TODO:
==============

- Whall we merge import and commit pipelines? likely not if we want
  to split them one day (e.g. micro-services).

 
- Remove all the @since ...?   As we change the package structure, they are all
  considered "new". 

//        var exitCode = cmdLine.execute(args);
//        if (exitCode != 0) {
//            throw new CrawlSessionException("Execution process returned "
//                    + "a invalid (non-zero) exit code: " + exitCode);
//            //TODO Have exit here or throw exception, or leave it to caller?
//            //System.exit(exitCode);
//        }


- Some crawl store implementation sort the queued URLs so they
  are not processed in order inserted.

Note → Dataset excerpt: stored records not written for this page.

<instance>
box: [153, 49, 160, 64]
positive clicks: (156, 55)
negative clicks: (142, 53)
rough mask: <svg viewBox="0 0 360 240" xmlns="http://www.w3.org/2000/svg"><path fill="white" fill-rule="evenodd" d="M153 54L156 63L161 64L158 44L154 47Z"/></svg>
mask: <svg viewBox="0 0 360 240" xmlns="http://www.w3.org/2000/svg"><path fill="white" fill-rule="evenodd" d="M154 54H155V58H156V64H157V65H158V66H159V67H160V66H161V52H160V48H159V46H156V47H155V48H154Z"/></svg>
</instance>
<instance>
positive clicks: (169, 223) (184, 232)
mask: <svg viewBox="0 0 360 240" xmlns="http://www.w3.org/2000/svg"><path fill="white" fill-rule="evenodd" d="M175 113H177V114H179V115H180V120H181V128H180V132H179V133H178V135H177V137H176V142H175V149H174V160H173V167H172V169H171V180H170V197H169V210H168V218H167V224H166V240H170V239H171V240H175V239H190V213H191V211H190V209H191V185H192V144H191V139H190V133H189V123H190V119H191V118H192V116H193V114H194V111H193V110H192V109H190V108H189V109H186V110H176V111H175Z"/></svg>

Do we want to ensure they are?
  Do we want to allow for different strategies for establishing
  priorities? 

Maybe:

- When no args on command line, make it interactive (but first show how to
  get help) and when done, run but also print the command for automation after.

   CrawlerRunner (runs the crawler, and main keeper of most states and events,
                  could add extra feature such as scheduling? or be the one to 
                  distribute on a cluster?) 
                  What about crawler vs collector then?
                     Rename the concepts?
                     
         from:
         
            collector
              - crawlerDefaults
              - crawlers
                  - crawler
                  - crawler
                  - ...
                  
          to:
          
            crawler       (would accept a standalone launcher or cluster)
              - defaults  ? really needed? we have variables and fragments
              - instances (find better name... but basically, a grouping of 
                           sites/startURLs sharing the same settings)
                  - instance (maybe each instance could them be spawn across a cluster, X number of times? 
                  - instance
                  - ...

          alternate naming:
          
            crawler        or crawler-config, crawler-cluster, etc.
              - defaults
              - cluster   (or nodes)
                  - node 
                  - node
                  - ...

          alternate naming:
          
            crawlers
              - crawler    no defaults, we have vars, overwritable var blocks, fragments, etc.
              - crawler
              - ...

          alternate naming, with multiple crawler impl:
          
            crawlers
              - web-crawler  can register new crawler name via java Jar services/modules
              - web-crawler 
              - db-crawler
              - fs-crawler
              - ...

          alternate naming, defaulting to standalone, unless we add cluster

            config
              - cluster   generic cluster info?? or should it just be flag 
                          "cluster: true/false" and specify cluster settings
                          under each crawler?
              - crawlers
                  - web-crawler  
                  - web-crawler 
                  - db-crawler
                  - fs-crawler
                  - ...


maybe, use Yaml/Json instead, or as an alternative to XML?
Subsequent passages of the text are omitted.